The three-step flow in Safe Solver is representative of every game on midnight.fun:
import {
WalletMode,
walletLogin,
allInjectedWallets,
} from "@effectstream/wallets";
// 1. Initialize a local session wallet, silent and persisted in
// encrypted browser storage. preferBatchedMode enables auto-sign.
const localWalletResult = await walletLogin({
mode: WalletMode.EvmEthers,
preferBatchedMode: true,
connection: {
metadata: { name: "session", displayName: "Session Wallet" },
api: await getLocalSignerFromStorage(),
},
});
// 2. Let the user connect their real wallet (Midnight Lace in this
// example) — this is the only step that shows a pop-up.
const injected = await allInjectedWallets({
signatureSupport: false,
transactionSupport: false,
});
const midnightWallet = injected[WalletMode.Midnight][0];
const realWalletResult = await walletLogin({
mode: WalletMode.Midnight,
preference: { name: midnightWallet.metadata.name },
});
// 3. One-time delegation: the real wallet signs a message
// authorising the session wallet to submit non-financial inputs
// on its behalf. After this point, gameplay is silent.
await effectStreamService.connectWallets(
localWalletResult.result,
realWalletResult.result,
);
// 4. Every subsequent game input is signed by the session wallet —
// no pop-ups for the rest of the session.

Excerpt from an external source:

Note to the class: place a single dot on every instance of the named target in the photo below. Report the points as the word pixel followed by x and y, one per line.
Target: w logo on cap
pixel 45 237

await sendGameMove({ move: "x10y20" });
The signing model is uniform regardless of chain: WalletMode.Midnight could be swapped for WalletMode.EvmInjected, WalletMode.Cardano, or any other supported chain and the rest of the flow stays the same.
Live on midnight.fun
Auto-sign is live and in production on midnight.fun, powering three games:
- Safe Solver - a puzzle game where auto-sign lets you submit moves rapidly
- Kachina Kolosseum - PvP combat where timing matters and pop-ups would ruin the experience
- Block Kart Legends - racing where dozens of state updates happen per session

The difference is immediately noticeable. Players approve wallet access once when connecting, then play freely. A typical Safe Solver session generates 20-30 signatures, all handled by the session key in the background.
Before and after
Without auto-sign: Connect wallet → Start game → Pop-up → Approve → Make move → Pop-up → Approve → Make move → Pop-up → Approve → ... (player gives up after 3 moves)
With auto-sign: Connect wallet → Approve delegation → Play freely for the entire session → Done
The gameplay goes from "blockchain app with constant interruptions" to "normal game that happens to be on-chain." And it's not just games: chat apps, collaborative tools, IoT dashboards, anything that needs rapid interaction benefits from session key delegation. The security model (limited scope, time-bounded, revocable) applies to all of them.